Llegaron a las inmediaciones de una aldea. Una triste sensación de irrealidad invadió a Druon cuando recorrieron la calle principal. Parecía que estuviesen en época de epidemia. Los mostradores de los tenderetes estaban recogidos, los batientes atrancados. Todas las puertas de las casas estaban cerradas, decoradas con grandes crucifijos blancos trazados con cal y los postigos cerrados. La aldea estaba desierta, sumida en un silencio que solo perturbaba el eco de los cascos de las dos monturas. Al principio de la calle había una pequeña iglesia. Una inmensa hoguera acababa de consumirse a unas toesas de los peldaños que llevaban al pórtico principal, el caquetoire[122].

—¿Están todos muertos, maestro? —susurró Huguelin.

—Lo ignoro. No obstante, juraría que aquí ha ocurrido algo horrible.

—¡Aligerad el paso! —dijo irritado su cancerbero—. Casi hemos llegado y la polvareda me irrita la garganta.

Sin embargo, algo en el tono de aquel bruto le indicó a Druon que la preocupación también le había invadido a él.

* * *

De pronto, la puerta de una casa se abrió de golpe. Una mujer destocada[123], desaliñada, con el rostro convulso por la cólera, se lanzó hacia el rocín[124] del hombre de armas. Golpeó el cuello del animal con los dos puños gritando como una posesa:

—¿Qué está haciendo? ¿A qué espera, eh? ¿A que muramos todos? ¡Ella nos debe protección! Lo que oyes, soldado: ¡protección!

En plena crisis nerviosa, empezó a patalear y a proferir:

—Él está aquí, merodeando. ¡Es el diablo!

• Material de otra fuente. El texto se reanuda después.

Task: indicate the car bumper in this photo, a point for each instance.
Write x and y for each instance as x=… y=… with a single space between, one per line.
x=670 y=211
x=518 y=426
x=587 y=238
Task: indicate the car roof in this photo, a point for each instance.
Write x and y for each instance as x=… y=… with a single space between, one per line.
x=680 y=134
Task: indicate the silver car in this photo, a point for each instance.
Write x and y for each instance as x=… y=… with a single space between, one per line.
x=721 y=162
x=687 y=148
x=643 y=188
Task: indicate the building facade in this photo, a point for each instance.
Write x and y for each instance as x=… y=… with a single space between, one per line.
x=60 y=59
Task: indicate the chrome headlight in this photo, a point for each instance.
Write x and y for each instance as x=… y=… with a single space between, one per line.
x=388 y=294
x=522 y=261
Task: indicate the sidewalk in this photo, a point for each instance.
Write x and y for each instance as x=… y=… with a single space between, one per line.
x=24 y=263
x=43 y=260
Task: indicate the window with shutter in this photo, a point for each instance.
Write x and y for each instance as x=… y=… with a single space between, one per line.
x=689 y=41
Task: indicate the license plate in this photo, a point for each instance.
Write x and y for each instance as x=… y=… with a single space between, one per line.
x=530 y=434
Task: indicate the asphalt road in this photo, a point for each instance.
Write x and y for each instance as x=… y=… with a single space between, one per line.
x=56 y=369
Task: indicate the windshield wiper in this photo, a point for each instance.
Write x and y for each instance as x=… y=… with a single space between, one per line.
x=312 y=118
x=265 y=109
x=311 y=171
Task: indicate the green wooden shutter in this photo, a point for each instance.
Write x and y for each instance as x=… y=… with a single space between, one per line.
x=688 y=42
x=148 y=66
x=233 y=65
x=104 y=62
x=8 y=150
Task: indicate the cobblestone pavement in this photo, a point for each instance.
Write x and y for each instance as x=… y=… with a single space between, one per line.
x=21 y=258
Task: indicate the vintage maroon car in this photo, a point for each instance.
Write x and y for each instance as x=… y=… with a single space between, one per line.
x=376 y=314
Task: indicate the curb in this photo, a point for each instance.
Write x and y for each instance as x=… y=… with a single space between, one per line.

Hasta el cura… ¡Él le ha desmembrado como si fuese un títere! ¡Te digo que es el diablo!

Saliendo de su estado inerte, Druon intentó acercarse a la mujer, pero el hombre de armas, pálido, se le adelantó. Sin miramientos, golpeó con el pie el pecho de la insensata que, al perder el equilibrio, cayó de costado.

Estupefactos, Druon y Huguelin observaban la escena. La mujer se encogió sobre sí misma, protegiéndose la cabeza con los brazos. Rompió en sollozos, entrecortados por gemidos. Druon miró de hito en hito al hombre de armas. No parecía que estuviese furioso. Más bien deshecho. Y, en la crispación de sus maxilares, en su mirada, el joven leyó el miedo. Sin embargo, aquel animal recobró el dominio de sí mismo y bramó, furioso, en dirección a los dos prisioneros:

—¡Moved el culo! ¡Avanzad! ¡Si no, me bajaré del caballo y os las tendréis que ver conmigo!

Los tres se alejaron, abandonando a la mujer que lloraba acurrucada en el suelo.

* * *

Dejaron atrás la última casa de la aldea, una morada. El edificio señorial, de dos plantas de altura, protegido por una muralla, resaltaba sobre las demás construcciones. Los muros estaban hechos con piedra de sillería, las ventanas eran amplias y estaban protegidas con cristales hechos de trozos de vidrio[125] unidos por una junta de plomo, el tejado era de pizarra. Todo denotaba la gran opulencia de quien vivía en aquel lugar, incluso los canales[126] que salían de cada planta para arrastrar las deyecciones hacia una fosa de aguas negras bastante alejada con el fin de no agraviar el olfato.